Accomplishments that we're proud of

It actually works across apps. Same gesture, same overlay, whether you're in Mail, Slack, VS Code, Safari, Notion, or Terminal. The app is invisible until you need it, then it's right there.

Streaming feels right. Responses start appearing immediately. You're reading the first line while the rest is still generating. It removes the "waiting" feeling entirely.

The recipe system. Creating a recipe by describing "transform my messy notes into action items with deadlines" and then using it seconds later on any text, anywhere - that moment of "wait, it just works?" is what we were aiming for.

Voice Live conversations. Having a real-time bidirectional conversation with Gemini while looking at your screen - brainstorming, interrupting when you've got the answer, seeing it flow naturally - this is the interaction model we believe in.

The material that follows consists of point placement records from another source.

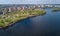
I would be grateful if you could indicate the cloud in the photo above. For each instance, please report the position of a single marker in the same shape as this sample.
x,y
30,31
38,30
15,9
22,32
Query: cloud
x,y
29,2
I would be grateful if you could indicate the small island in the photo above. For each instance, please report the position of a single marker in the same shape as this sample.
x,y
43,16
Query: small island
x,y
10,18
56,9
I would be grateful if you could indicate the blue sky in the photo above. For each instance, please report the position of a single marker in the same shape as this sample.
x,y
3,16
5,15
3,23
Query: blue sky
x,y
29,1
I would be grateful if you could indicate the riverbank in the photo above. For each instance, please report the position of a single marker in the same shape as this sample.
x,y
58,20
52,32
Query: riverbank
x,y
56,9
10,18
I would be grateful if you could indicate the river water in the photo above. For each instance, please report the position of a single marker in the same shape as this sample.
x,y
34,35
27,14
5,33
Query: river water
x,y
45,25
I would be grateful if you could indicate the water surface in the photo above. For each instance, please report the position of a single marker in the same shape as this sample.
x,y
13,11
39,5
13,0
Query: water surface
x,y
46,25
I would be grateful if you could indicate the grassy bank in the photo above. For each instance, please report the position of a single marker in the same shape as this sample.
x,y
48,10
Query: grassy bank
x,y
56,9
7,19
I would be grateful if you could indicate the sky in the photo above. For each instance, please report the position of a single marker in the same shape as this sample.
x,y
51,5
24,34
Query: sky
x,y
29,1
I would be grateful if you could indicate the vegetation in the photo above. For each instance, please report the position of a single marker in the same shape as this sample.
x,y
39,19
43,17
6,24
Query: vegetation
x,y
56,9
12,17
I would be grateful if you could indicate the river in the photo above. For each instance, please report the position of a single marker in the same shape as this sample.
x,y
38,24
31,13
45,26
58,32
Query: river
x,y
45,25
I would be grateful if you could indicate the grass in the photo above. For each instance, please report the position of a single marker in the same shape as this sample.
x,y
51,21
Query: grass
x,y
6,19
56,9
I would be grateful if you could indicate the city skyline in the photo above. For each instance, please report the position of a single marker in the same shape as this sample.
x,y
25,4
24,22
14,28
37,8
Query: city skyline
x,y
29,1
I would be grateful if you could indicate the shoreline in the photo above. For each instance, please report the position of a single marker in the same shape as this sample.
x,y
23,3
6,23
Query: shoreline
x,y
38,13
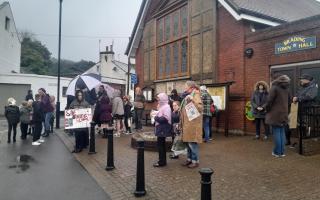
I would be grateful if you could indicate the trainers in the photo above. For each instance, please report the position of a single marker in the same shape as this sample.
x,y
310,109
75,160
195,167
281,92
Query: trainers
x,y
36,143
275,155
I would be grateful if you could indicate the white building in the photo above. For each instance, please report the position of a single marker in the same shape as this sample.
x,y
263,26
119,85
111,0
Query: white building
x,y
12,83
10,46
113,72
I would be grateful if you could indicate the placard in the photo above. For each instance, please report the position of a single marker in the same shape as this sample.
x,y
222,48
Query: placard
x,y
77,118
218,95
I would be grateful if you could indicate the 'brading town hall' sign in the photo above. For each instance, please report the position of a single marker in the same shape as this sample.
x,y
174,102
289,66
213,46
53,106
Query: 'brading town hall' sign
x,y
296,43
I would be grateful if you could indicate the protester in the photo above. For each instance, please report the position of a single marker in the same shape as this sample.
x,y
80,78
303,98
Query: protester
x,y
277,112
80,133
37,119
127,114
214,113
175,119
25,111
12,115
138,103
105,113
308,93
207,101
117,111
258,104
174,97
162,127
29,96
53,104
48,110
191,130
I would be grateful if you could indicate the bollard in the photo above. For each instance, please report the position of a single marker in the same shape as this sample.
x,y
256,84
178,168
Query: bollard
x,y
140,181
110,161
92,145
206,183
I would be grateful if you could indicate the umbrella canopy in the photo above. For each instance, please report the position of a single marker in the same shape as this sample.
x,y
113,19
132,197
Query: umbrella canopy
x,y
83,81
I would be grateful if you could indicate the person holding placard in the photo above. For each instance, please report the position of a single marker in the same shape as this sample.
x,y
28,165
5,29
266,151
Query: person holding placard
x,y
191,122
80,133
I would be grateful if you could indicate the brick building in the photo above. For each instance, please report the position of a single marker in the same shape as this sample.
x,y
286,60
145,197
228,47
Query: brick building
x,y
206,40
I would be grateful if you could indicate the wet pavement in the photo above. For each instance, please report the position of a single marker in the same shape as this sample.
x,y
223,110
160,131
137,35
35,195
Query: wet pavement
x,y
46,172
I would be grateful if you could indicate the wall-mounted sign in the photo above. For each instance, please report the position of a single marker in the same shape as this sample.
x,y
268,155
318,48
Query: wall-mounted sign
x,y
296,43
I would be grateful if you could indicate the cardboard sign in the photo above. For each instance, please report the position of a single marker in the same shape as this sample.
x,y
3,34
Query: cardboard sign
x,y
293,116
192,111
77,118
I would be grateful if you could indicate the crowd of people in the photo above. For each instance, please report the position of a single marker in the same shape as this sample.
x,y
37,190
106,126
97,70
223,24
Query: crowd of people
x,y
36,113
272,108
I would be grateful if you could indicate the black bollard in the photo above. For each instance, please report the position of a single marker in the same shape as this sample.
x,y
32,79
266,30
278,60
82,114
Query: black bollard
x,y
140,181
110,161
92,147
206,183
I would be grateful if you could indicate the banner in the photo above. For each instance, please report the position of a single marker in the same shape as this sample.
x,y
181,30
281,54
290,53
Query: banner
x,y
77,118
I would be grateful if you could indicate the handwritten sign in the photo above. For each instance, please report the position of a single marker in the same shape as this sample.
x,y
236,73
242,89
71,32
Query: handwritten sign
x,y
296,43
77,118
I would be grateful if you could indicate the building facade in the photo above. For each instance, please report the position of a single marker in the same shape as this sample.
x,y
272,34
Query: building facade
x,y
10,46
206,41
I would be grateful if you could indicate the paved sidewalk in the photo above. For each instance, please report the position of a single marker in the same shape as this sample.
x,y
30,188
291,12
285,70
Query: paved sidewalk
x,y
244,170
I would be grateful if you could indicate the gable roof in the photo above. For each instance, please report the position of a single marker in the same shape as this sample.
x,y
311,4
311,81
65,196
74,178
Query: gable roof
x,y
277,10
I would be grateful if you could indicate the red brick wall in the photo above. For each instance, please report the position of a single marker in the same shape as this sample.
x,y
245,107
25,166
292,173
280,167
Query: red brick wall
x,y
231,36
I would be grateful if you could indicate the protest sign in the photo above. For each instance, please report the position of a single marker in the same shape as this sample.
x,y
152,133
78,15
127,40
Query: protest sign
x,y
77,118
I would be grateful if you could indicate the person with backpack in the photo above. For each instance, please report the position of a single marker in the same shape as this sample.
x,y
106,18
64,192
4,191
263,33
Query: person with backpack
x,y
47,109
12,115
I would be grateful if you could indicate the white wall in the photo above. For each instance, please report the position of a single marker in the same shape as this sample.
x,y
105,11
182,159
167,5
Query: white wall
x,y
10,46
49,83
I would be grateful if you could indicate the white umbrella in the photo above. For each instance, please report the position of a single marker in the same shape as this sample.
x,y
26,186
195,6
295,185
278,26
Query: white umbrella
x,y
82,81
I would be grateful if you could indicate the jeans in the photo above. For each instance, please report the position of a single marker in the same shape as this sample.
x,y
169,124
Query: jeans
x,y
138,118
258,122
24,130
161,143
193,152
37,131
206,127
278,139
47,120
10,127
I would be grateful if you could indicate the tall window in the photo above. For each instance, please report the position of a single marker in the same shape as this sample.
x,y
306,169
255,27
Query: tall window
x,y
172,45
7,23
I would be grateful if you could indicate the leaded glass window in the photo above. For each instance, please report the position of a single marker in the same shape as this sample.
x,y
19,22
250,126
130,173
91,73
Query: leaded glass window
x,y
160,31
175,49
168,55
176,24
184,20
168,29
184,57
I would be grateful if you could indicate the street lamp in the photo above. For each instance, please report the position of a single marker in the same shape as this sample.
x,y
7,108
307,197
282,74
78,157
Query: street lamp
x,y
59,60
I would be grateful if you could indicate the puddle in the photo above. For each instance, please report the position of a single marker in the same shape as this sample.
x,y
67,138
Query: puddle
x,y
22,163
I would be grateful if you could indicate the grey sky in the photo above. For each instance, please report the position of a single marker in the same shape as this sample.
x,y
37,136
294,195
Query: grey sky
x,y
84,22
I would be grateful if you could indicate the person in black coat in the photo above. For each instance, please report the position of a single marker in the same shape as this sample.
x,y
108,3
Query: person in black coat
x,y
12,115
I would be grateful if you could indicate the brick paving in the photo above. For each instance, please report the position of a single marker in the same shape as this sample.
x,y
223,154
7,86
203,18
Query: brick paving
x,y
244,170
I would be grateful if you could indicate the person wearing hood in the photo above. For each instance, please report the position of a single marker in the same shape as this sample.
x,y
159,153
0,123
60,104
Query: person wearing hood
x,y
117,111
309,91
80,133
258,105
12,115
191,130
162,127
278,111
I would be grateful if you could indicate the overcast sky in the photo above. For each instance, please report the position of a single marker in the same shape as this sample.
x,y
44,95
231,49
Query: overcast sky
x,y
84,22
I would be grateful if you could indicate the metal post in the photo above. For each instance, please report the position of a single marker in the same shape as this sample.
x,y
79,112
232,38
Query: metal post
x,y
206,183
92,148
59,62
110,160
140,180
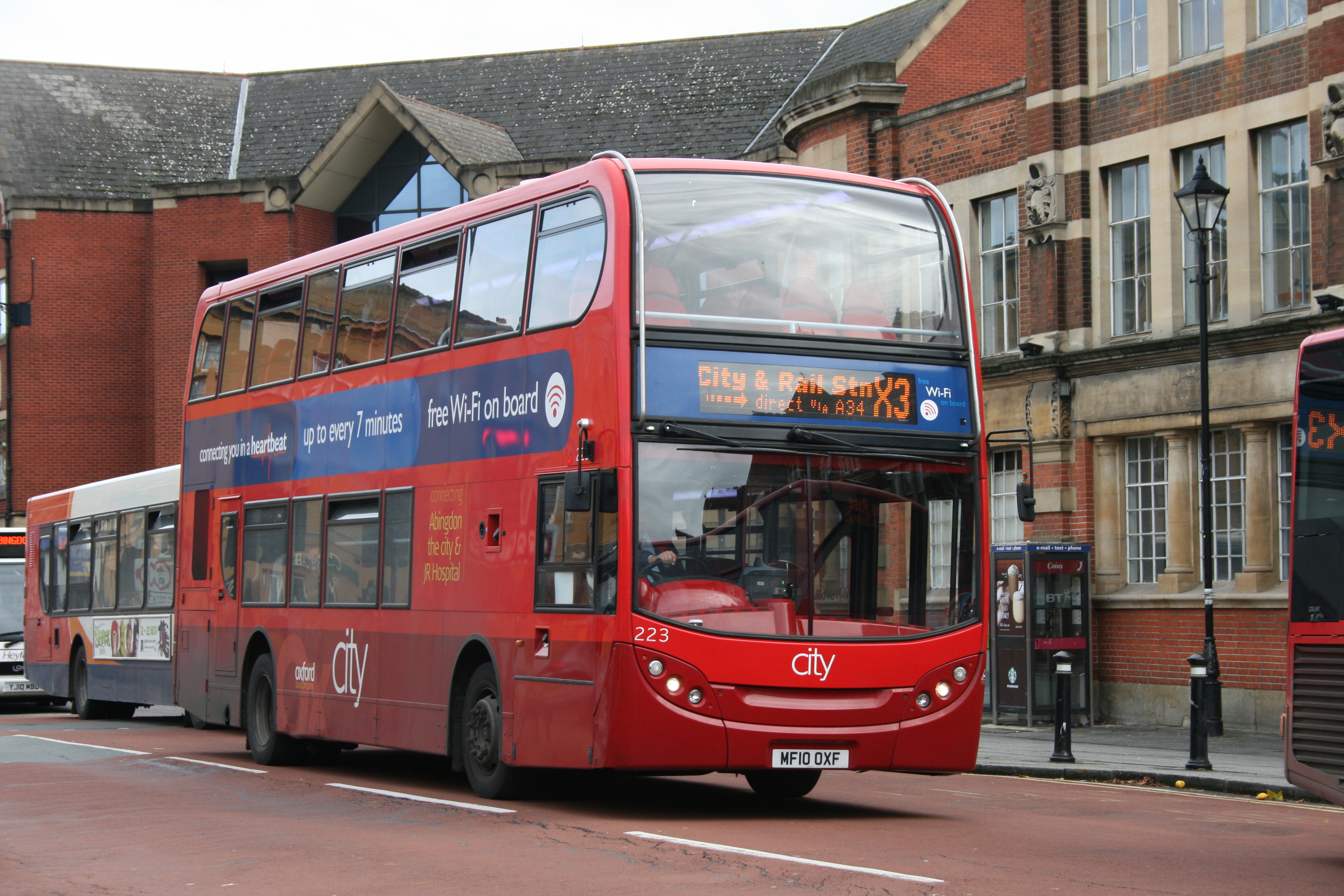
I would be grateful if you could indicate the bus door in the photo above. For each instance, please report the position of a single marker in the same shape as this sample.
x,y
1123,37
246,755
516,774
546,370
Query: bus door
x,y
225,636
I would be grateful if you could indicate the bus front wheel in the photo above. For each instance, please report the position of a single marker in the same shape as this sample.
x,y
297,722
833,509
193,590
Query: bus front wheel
x,y
269,747
483,727
783,784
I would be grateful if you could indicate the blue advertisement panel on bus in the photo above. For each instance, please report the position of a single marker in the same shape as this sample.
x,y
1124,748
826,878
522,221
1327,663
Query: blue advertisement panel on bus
x,y
519,406
816,391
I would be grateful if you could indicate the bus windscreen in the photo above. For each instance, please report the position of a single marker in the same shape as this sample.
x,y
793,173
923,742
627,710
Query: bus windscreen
x,y
804,546
1319,500
790,256
11,600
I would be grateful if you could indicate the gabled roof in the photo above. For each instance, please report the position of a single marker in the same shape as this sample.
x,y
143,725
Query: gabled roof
x,y
109,133
701,97
380,119
882,38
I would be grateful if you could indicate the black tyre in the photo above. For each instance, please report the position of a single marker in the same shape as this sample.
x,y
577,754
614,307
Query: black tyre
x,y
269,747
80,702
483,726
783,784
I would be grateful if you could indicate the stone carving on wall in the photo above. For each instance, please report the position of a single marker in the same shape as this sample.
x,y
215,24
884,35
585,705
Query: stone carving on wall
x,y
1045,205
1332,132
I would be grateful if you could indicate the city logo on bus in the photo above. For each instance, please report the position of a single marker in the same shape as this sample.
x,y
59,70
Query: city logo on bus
x,y
814,664
351,667
556,400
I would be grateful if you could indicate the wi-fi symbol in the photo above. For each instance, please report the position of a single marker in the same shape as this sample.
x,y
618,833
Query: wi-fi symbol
x,y
556,400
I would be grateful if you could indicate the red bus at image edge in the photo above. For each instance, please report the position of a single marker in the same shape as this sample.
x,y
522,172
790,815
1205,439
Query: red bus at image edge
x,y
358,566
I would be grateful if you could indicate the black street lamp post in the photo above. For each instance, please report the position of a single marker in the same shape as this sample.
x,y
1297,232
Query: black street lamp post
x,y
1202,205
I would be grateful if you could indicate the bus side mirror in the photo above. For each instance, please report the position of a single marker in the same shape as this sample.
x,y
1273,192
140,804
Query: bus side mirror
x,y
1026,503
578,492
608,497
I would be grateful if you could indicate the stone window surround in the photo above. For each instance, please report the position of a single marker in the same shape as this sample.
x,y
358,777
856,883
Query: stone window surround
x,y
1180,584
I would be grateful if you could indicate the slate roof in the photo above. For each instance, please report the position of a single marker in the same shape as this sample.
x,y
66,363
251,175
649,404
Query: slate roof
x,y
108,133
89,132
699,97
881,38
471,140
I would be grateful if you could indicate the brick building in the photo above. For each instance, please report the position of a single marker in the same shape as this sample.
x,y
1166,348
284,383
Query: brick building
x,y
1057,132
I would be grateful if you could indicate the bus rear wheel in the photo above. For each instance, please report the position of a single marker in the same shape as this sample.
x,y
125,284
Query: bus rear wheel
x,y
269,747
80,702
483,727
783,784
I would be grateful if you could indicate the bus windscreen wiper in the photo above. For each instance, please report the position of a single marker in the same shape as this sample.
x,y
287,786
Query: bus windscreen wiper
x,y
672,429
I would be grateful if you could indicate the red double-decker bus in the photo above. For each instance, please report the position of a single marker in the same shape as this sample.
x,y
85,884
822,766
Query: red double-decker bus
x,y
1315,727
656,465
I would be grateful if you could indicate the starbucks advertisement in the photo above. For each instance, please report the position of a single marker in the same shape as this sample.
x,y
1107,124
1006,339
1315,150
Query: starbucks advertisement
x,y
132,637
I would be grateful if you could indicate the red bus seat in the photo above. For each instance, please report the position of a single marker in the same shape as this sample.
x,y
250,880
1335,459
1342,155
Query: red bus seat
x,y
807,303
281,366
662,295
864,307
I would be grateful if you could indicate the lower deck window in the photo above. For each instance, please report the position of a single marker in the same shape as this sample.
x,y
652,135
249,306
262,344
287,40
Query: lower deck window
x,y
353,551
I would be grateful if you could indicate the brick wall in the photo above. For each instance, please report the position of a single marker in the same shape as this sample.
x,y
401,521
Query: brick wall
x,y
1150,647
81,373
207,229
1261,73
963,143
953,64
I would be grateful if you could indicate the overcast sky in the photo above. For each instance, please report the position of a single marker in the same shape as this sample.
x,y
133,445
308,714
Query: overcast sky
x,y
267,35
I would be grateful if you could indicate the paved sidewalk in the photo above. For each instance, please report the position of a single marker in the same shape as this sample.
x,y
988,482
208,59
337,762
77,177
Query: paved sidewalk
x,y
1242,764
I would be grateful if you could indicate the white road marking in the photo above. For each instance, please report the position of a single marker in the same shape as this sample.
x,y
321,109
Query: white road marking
x,y
76,743
220,765
1174,792
740,851
427,800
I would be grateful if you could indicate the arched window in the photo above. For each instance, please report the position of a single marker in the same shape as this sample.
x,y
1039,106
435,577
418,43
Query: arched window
x,y
405,185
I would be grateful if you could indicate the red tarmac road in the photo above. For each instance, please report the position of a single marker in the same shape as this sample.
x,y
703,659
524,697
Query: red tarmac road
x,y
96,821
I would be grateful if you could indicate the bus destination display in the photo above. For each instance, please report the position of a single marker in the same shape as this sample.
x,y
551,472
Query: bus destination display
x,y
771,390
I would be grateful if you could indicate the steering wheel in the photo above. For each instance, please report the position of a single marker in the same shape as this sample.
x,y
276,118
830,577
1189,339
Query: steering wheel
x,y
682,559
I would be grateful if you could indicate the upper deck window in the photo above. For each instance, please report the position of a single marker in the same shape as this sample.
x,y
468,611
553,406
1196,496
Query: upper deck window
x,y
425,297
233,375
796,257
495,277
205,374
568,264
277,335
366,308
319,316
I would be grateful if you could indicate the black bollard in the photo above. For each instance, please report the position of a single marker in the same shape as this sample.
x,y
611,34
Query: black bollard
x,y
1064,737
1198,714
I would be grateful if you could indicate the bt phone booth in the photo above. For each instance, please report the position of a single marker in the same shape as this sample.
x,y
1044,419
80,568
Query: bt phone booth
x,y
1042,605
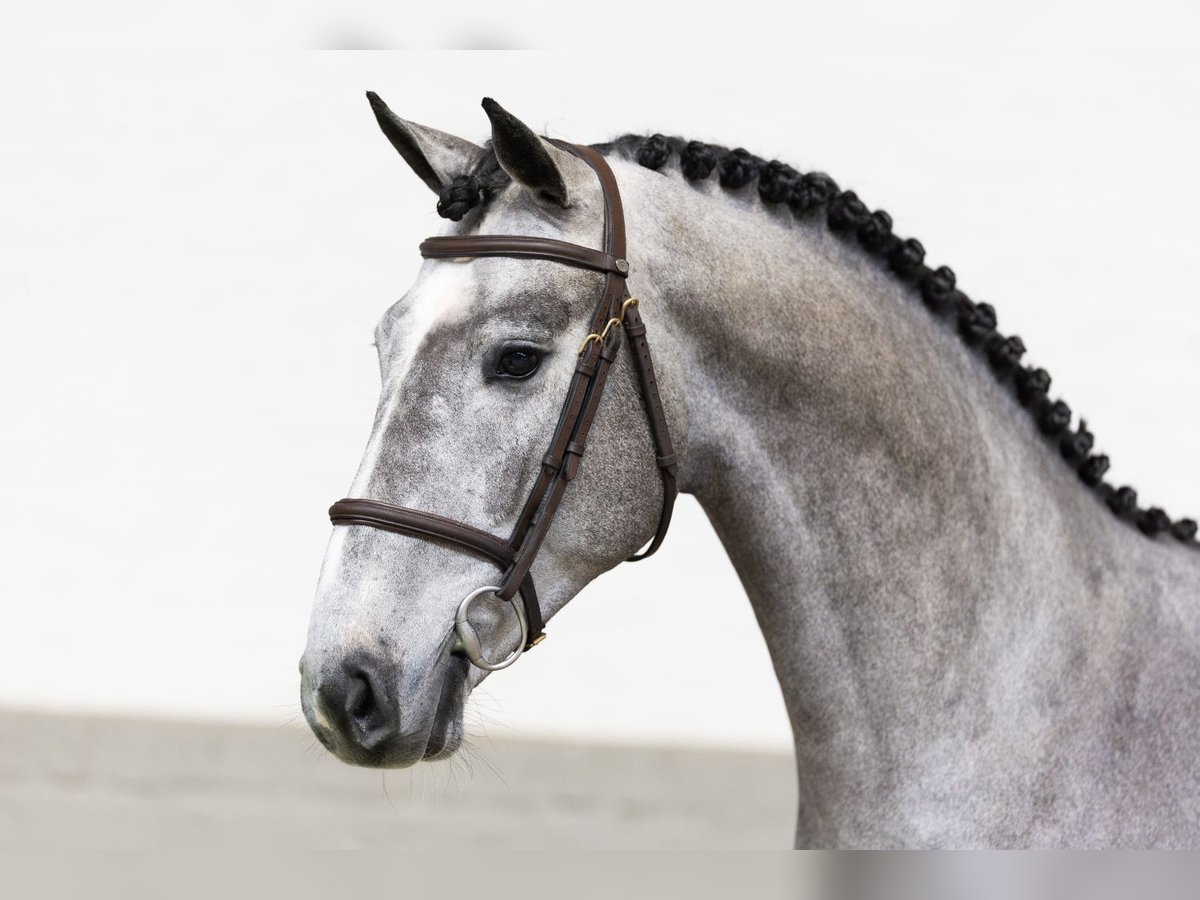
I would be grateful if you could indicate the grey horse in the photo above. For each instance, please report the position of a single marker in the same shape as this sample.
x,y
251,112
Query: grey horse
x,y
979,642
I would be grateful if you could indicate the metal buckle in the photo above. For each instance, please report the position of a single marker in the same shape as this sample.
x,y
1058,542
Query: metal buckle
x,y
588,340
467,641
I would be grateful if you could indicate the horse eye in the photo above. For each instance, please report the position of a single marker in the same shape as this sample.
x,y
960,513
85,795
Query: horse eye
x,y
517,364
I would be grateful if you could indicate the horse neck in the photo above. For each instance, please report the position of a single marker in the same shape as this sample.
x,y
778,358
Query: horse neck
x,y
886,502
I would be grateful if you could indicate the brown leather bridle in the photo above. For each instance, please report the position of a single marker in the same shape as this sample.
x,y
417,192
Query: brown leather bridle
x,y
616,312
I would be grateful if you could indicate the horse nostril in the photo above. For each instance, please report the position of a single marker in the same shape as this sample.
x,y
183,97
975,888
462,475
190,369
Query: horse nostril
x,y
358,705
360,701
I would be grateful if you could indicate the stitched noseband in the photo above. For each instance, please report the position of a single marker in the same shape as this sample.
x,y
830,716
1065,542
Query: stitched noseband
x,y
616,312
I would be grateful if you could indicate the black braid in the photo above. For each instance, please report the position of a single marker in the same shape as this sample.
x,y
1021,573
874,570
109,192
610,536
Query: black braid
x,y
697,161
654,153
737,168
846,215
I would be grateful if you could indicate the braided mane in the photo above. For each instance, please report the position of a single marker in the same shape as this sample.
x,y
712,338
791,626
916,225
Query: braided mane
x,y
815,195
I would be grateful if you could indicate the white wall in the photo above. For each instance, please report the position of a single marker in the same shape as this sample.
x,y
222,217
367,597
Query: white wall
x,y
195,251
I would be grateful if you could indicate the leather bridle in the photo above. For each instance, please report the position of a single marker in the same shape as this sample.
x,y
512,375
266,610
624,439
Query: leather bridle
x,y
616,312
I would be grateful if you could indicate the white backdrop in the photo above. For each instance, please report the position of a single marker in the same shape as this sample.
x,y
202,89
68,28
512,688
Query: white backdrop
x,y
195,251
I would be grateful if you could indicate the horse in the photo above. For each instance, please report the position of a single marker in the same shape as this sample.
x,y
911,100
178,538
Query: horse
x,y
979,641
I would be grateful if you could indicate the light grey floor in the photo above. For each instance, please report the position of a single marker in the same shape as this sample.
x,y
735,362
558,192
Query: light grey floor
x,y
72,781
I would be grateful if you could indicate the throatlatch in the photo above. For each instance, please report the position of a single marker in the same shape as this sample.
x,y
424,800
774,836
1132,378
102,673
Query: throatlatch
x,y
616,312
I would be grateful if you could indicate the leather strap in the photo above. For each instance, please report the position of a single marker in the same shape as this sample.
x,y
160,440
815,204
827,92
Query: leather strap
x,y
419,523
498,245
562,460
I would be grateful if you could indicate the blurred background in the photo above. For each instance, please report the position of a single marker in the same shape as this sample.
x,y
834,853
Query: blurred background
x,y
195,251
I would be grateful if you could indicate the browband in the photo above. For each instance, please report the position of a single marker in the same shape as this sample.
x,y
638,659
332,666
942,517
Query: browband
x,y
616,312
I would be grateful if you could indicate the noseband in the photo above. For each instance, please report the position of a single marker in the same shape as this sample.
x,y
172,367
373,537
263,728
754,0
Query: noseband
x,y
616,312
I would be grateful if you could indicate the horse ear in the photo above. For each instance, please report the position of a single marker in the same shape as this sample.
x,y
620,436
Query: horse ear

Image generation in context. Selecting a text description and having an image appear right in the overlay, without opening any other app, feels like a genuine workflow improvement.

What we learned

Streaming changes the perception of speed. The model's response time is out of our control. But streaming means the user starts reading immediately. The perceived latency drops dramatically - and that's what determines whether the tool feels usable or frustrating.

Context eliminates prompting. When the AI can see your screen, you don't need to explain. "Fix this" works when "this" is visible. This is the unlock that makes a 3-word input powerful.

Control beats automation. People don't want AI to do things for them. They want AI to do things with them. Showing the result before acting, letting users edit, making every action explicit - that's trust.

Recipes are personal. The best recipes aren't generic ("Summarize"). They're specific ("Explain this like I would to my mom" or "Analyze through first principles"). Verbe becomes more valuable the more you customize it.

What's next for Verbe

Immediate (next 4 weeks):

Code stabilization
Rework / Improvment on the UI

Short-term (next 2 months):

Public beta for macOS
Recipe chaining (output of one => input of another)
Integrations: Calendar (create events), Reminders, Notion API
Recipe sharing - export/import your recipes
More overlay types: tables, forms, images
Web Search
Apple Shortcuts support

Long-term vision:

Connect More Powerful AI Tool in Verbe
- On-device AI for small llm generation/privacy
- Async Cloud custom agent for big tasks
- AI workflow for recipes
- Implement more protocol, features like WebMCP, AGUI protocol, MCP or skills stores
iOS companion (capture on phone, process on Mac)
Team recipes (shared within organizations)
Local model option for privacy-sensitive workflows
Lot of stuffs ...

We believe the future of AI interaction isn't chat windows or autonomous agents. It's augmentation - intelligence that extends what you can do, right where you're doing it.

Verbe is the fastest road from thought to result.